A la hora prevista entré en los dominios de Madani. El encargado me indicó amablemente el camino, que yo ya conocía. Cuando iba a tocar, sus gritos me frenaron:
—¡Dile a ese hijo de una rata que lo quiero aquí esta tarde!
Un golpe seco me indicó que acababa de colgar el teléfono. Llamé antes de entrar.
Madani me invitó a tomar asiento; me pareció menos distante que en nuestro encuentro anterior:
—Dime, hijo, ¿qué noticias me traes?
—Esta noche, a las diez, señor Madani.
—¿Sabes de qué se trata?
—No sé nada de nada, señor.
—Mejor así. Tómate un té conmigo.
Después de la trifulca con Bachir, cualquiera se negaba. Empezó a hablarme de los viejos tiempos, y enseguida supe que no buscaba conversación en vano. Pretendía tantearme, calibrarme, clasificarme.

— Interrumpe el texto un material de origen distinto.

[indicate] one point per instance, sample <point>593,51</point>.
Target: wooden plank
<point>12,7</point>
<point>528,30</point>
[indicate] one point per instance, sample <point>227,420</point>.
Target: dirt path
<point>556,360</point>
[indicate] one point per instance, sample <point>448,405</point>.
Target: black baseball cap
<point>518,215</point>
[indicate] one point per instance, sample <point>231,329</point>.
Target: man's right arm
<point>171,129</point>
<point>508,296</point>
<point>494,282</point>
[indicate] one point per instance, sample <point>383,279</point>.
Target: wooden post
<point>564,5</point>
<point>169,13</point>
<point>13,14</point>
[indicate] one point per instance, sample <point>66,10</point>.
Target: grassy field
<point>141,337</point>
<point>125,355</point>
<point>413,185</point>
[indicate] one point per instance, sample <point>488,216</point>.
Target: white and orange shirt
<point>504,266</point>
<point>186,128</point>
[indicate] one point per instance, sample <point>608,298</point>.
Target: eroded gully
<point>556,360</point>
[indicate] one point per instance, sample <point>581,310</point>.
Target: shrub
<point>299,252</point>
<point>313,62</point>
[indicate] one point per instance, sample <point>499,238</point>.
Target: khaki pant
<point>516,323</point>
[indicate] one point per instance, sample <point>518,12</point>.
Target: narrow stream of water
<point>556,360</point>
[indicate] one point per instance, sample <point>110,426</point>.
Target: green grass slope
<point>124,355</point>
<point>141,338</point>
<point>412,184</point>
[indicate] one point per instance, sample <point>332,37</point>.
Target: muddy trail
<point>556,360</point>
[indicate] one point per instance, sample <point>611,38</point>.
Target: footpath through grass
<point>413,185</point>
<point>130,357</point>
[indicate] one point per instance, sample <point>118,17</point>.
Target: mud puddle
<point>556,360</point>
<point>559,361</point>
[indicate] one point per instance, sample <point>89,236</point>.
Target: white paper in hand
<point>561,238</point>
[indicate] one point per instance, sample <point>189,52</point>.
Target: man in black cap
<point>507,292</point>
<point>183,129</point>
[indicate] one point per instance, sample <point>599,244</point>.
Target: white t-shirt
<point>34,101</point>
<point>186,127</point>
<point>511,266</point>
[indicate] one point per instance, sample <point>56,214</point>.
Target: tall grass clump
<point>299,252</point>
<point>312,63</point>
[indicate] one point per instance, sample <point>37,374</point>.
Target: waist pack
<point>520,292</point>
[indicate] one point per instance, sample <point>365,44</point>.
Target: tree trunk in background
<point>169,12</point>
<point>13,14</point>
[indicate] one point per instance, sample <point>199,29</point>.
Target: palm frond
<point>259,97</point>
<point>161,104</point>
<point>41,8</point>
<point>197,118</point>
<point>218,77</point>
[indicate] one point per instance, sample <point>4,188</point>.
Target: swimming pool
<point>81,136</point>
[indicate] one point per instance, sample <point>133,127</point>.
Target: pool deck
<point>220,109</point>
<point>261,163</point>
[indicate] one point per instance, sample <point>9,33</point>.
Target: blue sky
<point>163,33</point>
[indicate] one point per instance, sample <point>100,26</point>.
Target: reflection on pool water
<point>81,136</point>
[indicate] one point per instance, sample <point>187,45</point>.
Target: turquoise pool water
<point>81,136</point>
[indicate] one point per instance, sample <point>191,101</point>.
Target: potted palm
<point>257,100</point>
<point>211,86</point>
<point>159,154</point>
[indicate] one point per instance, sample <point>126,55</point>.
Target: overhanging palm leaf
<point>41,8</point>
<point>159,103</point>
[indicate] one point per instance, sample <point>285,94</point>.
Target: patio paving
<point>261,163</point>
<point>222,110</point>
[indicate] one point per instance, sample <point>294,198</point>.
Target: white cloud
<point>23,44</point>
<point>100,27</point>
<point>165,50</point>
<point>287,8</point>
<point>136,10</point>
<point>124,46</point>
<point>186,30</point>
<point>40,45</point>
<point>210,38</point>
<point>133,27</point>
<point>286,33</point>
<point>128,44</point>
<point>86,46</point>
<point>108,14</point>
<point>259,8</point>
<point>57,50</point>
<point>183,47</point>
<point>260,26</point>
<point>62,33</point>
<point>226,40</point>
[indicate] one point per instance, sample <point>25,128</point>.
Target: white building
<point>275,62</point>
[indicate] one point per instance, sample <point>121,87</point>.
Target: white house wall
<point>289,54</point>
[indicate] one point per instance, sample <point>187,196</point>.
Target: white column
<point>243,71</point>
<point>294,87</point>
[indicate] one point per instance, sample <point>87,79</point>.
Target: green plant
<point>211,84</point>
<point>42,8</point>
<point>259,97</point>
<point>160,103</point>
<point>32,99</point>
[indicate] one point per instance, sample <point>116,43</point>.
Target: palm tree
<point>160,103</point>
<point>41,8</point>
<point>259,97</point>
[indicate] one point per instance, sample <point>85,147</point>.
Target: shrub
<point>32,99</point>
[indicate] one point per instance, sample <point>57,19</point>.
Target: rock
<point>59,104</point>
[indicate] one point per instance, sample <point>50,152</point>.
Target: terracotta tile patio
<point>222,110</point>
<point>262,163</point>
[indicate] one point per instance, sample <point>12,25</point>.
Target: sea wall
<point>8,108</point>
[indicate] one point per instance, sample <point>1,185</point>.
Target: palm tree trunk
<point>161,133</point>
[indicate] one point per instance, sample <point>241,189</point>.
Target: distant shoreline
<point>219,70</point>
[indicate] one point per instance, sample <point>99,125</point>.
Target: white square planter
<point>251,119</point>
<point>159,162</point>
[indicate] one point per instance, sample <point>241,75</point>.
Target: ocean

—Me han llegado rumores de que no eres muy diplomático. Esos dos no son de los nuestros. Son simples peones que nos podemos quitar de encima cuando queramos, de un manotazo. Tú sí eres de la familia, pero a nadie le conviene ese tipo de problemas.
Mi expresión de sorpresa me delató.
—En este oficio, estar bien informado equivale a seguir vivo.
—He entendido perfectamente, señor.
El barco salió con el retraso reglamentario. Recé, con mi maleta sobre las rodillas, para que no hubieran cambiado el turno al aduanero español.